The geometric decay of the modal coefficient implies that the trucation error decreases exponentially with \(N\), typically written as \(\|u - u_N\| \lesssim C \exp(-\alpha N)\) for some constants \(C, \alpha > 0\), in an appropiate norm (e.g., \(L^2\) or \(H^1\)).

High-order meshes can also tolerate element shapes that would be considered low quality in many low-order finite-element solvers. Depending on the physics, average aspect ratios of 20 or more can be acceptable. However, care must be taken to avoid overly small elements that are typical of low-order meshes, because NekRS will allocate N+1 Gauss–Lobatto–Legendre (GLL) nodes per element in each coordinate direction. This can easily lead to an excessive number of degrees of freedom. While the polynomial order can be reduced for such meshes (for example, when small geometric features impose element-size limitations), NekRS generally performs best when operating at higher polynomial orders (e.g., N >= 5).

Note

Combined with efficient matrix-free tensor-product operators of cost \(\mathcal{O}(E N^4)\) (without forming the full dof-by-dof system), high-order spectral elements typically offer better accuracy per dof and better scalability on modern distributed architectures that favor high compute intensity and data locality.

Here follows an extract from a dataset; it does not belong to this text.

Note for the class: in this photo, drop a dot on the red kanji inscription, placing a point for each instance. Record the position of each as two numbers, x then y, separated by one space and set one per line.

While increasing \(N\) generally improves accuracy per dof, using extremely high polynomial orders can become counterproductive:

  • In finite-precision arithmetic, round-off error eventually dominates and limits the attainable accuracy.

  • On GPUs, very large \(N\) increases register and shared-memory pressure, which can reduce occupancy and overall performance.

For these reasons, NekRS caps the polynomial order at \(N \le 10\), which provides a good balance between accuracy, robustness, and performance on modern architectures.

Note

For convection-dominated simulations, the timestep is constrained by the convective CFL condition. Because the minimum spacing of GLL points scales as \(\Delta x_{\min} \sim h / N^2\), mesh refinement (either decreasing \(h\) or increasing \(N\)) requires a corresponding reduction of \(\Delta t\) to maintain a fixed CFL number.

In practice, for LES and DNS where temporal resolution is critical, \(\Delta t\) is often chosen smaller than the CFL-limited value.